Segment Hysteresis RL for ISAC Systems

Updated 29 January 2026

Segment Hysteresis Based Reinforcement Learning is a novel algorithm that integrates a hysteresis mechanism to stabilize segment assignments in SWAN-ISAC systems.
It employs an Advantage Actor-Critic framework within an MDP formulation to jointly optimize transmit beamforming, segment selection, and antenna positioning.
The hysteresis mechanism mitigates rapid assignment oscillations and non-stationarity, yielding up to 70% higher reward ceilings compared to fixed-update strategies.

Segment Hysteresis Based Reinforcement Learning (SHRL) is a reinforcement learning algorithm specifically designed for integrated sensing and communication (ISAC) optimization within segmented waveguide-enabled pinching-antenna array (SWAN) systems. SHRL addresses the challenge of dynamic segment selection—critical for both communication throughput and sensing performance—by introducing a hysteresis mechanism that governs when segment allocations are updated, mitigating instability and improving overall system reward. The algorithm is formalized within a Markov decision process (MDP) framework, jointly optimizing transmit beamforming, segment selection, and antenna positioning (Gao et al., 28 Jan 2026).

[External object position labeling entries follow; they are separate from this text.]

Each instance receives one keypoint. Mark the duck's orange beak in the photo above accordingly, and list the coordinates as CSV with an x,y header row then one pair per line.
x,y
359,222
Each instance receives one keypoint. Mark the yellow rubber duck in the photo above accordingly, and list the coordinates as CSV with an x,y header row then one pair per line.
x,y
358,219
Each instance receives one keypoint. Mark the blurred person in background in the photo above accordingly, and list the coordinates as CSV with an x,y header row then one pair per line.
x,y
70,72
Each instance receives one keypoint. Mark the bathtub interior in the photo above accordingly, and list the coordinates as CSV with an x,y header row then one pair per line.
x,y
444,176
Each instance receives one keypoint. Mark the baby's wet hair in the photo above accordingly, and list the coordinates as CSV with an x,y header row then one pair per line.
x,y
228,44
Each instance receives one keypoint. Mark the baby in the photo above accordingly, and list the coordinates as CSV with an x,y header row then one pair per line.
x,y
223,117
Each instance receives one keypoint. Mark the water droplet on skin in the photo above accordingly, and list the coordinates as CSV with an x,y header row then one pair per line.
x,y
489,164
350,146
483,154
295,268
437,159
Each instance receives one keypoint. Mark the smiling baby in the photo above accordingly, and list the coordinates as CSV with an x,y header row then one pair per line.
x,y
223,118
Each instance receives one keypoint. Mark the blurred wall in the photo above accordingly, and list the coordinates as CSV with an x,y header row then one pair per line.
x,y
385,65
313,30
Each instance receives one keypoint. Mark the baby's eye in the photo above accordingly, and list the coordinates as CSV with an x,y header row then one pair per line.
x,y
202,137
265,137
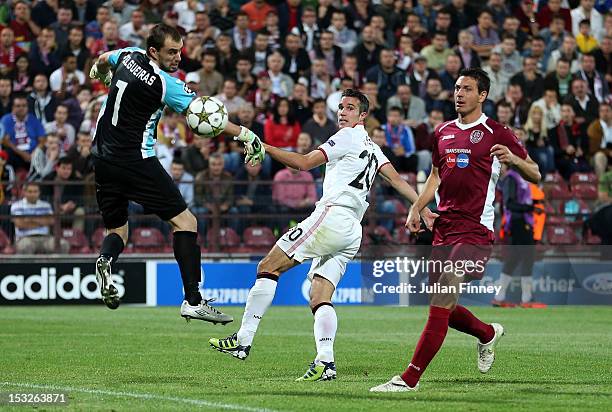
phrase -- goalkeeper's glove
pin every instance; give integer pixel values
(103, 77)
(254, 150)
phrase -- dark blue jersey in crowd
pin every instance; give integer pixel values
(127, 124)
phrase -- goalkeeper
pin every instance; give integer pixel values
(127, 169)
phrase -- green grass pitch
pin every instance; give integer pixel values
(149, 358)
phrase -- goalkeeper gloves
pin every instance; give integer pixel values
(103, 77)
(254, 150)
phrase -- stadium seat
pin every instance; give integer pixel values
(5, 244)
(581, 178)
(228, 240)
(258, 237)
(77, 240)
(148, 240)
(561, 234)
(586, 191)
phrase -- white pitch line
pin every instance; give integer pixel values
(147, 396)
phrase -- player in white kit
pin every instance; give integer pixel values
(330, 236)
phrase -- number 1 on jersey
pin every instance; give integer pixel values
(121, 85)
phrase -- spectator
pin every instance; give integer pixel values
(44, 158)
(462, 14)
(41, 102)
(195, 157)
(450, 74)
(64, 131)
(553, 36)
(401, 140)
(187, 9)
(443, 25)
(551, 10)
(281, 129)
(93, 29)
(571, 144)
(499, 79)
(183, 181)
(297, 61)
(76, 46)
(485, 36)
(80, 156)
(22, 132)
(223, 16)
(405, 53)
(307, 29)
(560, 79)
(538, 145)
(211, 81)
(44, 55)
(419, 76)
(437, 99)
(584, 40)
(9, 52)
(253, 192)
(344, 37)
(32, 218)
(242, 37)
(588, 12)
(465, 50)
(66, 81)
(412, 108)
(350, 68)
(511, 58)
(597, 84)
(63, 24)
(600, 139)
(229, 97)
(386, 75)
(214, 191)
(134, 31)
(300, 103)
(294, 192)
(585, 106)
(550, 107)
(24, 28)
(568, 51)
(61, 185)
(530, 81)
(437, 52)
(7, 181)
(328, 51)
(22, 75)
(417, 32)
(319, 80)
(6, 93)
(319, 126)
(282, 84)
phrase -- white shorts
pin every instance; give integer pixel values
(331, 236)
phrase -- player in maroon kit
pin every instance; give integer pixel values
(467, 156)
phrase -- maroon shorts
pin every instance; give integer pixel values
(462, 245)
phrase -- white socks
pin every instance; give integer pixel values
(504, 282)
(325, 326)
(526, 288)
(260, 298)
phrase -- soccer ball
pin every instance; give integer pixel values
(206, 116)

1. Markov Decision Process Formulation

SHRL frames the SWAN-ISAC control problem as an MDP comprising the following components:

State Space: At timestep $t$ , the state is $s_t = [h_{k_c,t},\, h_{k_s,t},\, \psi_{t-1},\, \phi_{t-1}]$ , where $h_{k_c,t}$ and $h_{k_s,t}$ denote instantaneous channel state information (CSI) for all $K_c$ communication users and $K_s$ sensing targets, $\psi_{t-1}$ is the previous pinching-antenna pose vector, and $\phi_{t-1}$ encodes the last segment selection assignments.
Action Space: The agent outputs a tuple $a_t = [\psi_t,\, \phi_t,\, W_t]$ , with $\psi_t \in \mathbb{R}^{M\times N\times 2}$ (antenna positions), $\phi_t \in \mathbb{R}^M$ (raw segment-selection logits), and $W_t \in \mathbb{C}^{K_c\times M}$ (beamforming weights). Segment assignments are executed as $\tilde\phi_t$ after processing through the hysteresis gate.
Transition Dynamics: The system updates via $(\psi_t,\, \tilde\phi_t,\, W_t)$ , yielding new CSI, illumination, and data-rate metrics, then transitioning to $s_{t+1}$ . Channel evolution follows deterministic (e.g., line-of-sight) or stochastic models.
Reward Function:

$r_t = \sum_{k_c=1}^{K_c} R_{k_c,t} - \sum_{k_s=1}^{K_s} \mathbb{I}\{\Gamma_{k_s,t} < \tilde\Gamma\}$

where $R_{k_c,t} = B\log_2\left(1 + \frac{\sum_m |h_{k_c,m}^T s_m|^2}{\sum_{m\ne m'} |h_{k_c,m}^T s_{m'}|^2 + \sigma^2}\right)$ is the communication rate for user $k_c$ , and $\Gamma_{k_s,t}$ represents the expected illumination power for sensing target $k_s$ ; $\tilde\Gamma$ is a threshold, and violations incur a unit penalty per target.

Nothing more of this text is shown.